I have called and made the appointment, the one I needed to make because of the lump I found in my breast. It’s a not-small lump, and it is uncomfortable, painful even (my friend Catalina says her mother always says ‘cancer doesn’t hurt’). I am conscious of it often, but I am not sure if that is because it hurts or because I am just hyper-aware.
There is a very special “thud” of silence that occurs when you tell them that you need to come in to see the doctor and that it is a lump in your breast. A sound like a curtain falling, like a door closing ever so softly. Her voice, the voice of the woman on the other end, it changes. Something becomes brisk and overly-businesslike, a purposeful avoidance of emotion. She can’t get me in “tomorrow” but she’ll get me in “Monday”.
I hadn’t expected to get an appointment for a few weeks.
But now, here I am, talking to someone brisk and businesslike who has gotten me an appointment as soon as she could. And in that moment, something inside me shifts. Something imperceptibly shifts, and I begin to wonder if this is one of “those” moments, the ones where you feel something rip across the fabric of your life, parting it forever into your life “before” and your life “after”. My mind flits to the day my cousin Jim died, how I ran to his parents’ house and stood in my slippers while his wife called to tell them, stood there so they wouldn’t be alone as they smiled in their happiness to see me. Because, you know, they didn’t know yet. The phone rang, and I wanted more than I had ever wanted anything to stop them from answering it. To keep them there, in the “before”, just a little longer.
I start to mention it to a few people, even though I’m “sure it’s nothing”. I mean, it’s true—cancer, at least, breast cancer, it really doesn’t hurt the vast majority of the time. So it’s probably just a cyst.
Probably. Such a small word to hang everything you are, everything you were, everything you want to be onto. There are two, count ‘em, two stupid b’s, and that y at the end? Stupid y. I’m not a graceful person, and if I slide off there is no way in hell I could grab onto the little swirl at the end of that y and hold on to keep from falling.
My friend Angela says she’s glad I made the appointment, to let her know how it goes. My friend Catalina gets an unintentionally-serious face and asks if my family has a history of breast cancer (yes…well, just my grandmother though…) and if it was on my mother’s side (yes, my maternal grandmother…but then, she had six daughters and none of them have had it…yet). She asks me to let her know how it goes, too. My friend Joanna tells me about a friend of hers who went through the same thing and was terrified (No, of course you shouldn’t be terrified! That’s not what I meant!), but, of course, everything turned out fine.

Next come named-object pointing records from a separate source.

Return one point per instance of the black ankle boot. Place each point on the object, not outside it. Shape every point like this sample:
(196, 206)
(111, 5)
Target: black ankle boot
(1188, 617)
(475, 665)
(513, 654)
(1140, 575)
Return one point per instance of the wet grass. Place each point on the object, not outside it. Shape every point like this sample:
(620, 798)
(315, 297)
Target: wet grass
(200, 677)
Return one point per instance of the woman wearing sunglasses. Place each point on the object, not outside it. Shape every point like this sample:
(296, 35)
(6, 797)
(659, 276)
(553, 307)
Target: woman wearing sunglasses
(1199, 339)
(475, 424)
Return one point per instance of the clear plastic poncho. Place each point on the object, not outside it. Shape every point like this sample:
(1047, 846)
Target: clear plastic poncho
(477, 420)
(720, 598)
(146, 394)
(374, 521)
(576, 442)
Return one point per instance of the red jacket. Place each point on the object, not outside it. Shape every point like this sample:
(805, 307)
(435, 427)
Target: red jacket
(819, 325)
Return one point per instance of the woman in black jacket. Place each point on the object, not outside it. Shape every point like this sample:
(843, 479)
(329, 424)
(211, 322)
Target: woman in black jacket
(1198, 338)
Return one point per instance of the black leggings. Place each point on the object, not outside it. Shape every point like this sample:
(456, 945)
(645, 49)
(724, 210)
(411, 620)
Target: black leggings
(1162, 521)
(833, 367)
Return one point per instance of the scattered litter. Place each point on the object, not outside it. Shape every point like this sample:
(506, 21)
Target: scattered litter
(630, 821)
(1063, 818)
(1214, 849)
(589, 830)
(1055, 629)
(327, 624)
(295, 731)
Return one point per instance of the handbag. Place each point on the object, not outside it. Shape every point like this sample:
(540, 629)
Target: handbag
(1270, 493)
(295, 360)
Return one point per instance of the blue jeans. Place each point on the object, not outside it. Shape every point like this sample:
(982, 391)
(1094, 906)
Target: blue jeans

My husband is endlessly cheerful, impossibly optimistic. I’m not sure if he really doesn’t feel concerned or if he’s afraid to scare me.
I read a message on a local parents’ listserv, titled “Vacation rental in NH/Maine beach areas”. It’s someone whose friend is gravely ill, who wants to help her find a vacation rental so she can spend some time with her family (The “before she dies” part goes unsaid, but I feel it there, pressing.) I try not to tear up at it, but of course I do. I always do, anyway.
It’s the same breast I had the recurring bouts of mastitis in, the same one that my daughter flat-out refused to nurse on when she was around 8 months old. Is that the problem? Some nursing-related problem, still? All these months later? A random blocked duct? A cyst in the way of things?
I wonder when I will have the mammogram, how much it will hurt. My breasts are stupid-big; I was wearing C-cups before most girls had even moved to training bras. I press one as flat as I can between my hands and it’s still several inches thick. This is going to hurt.
But that’s good, right? Because cancer doesn’t hurt.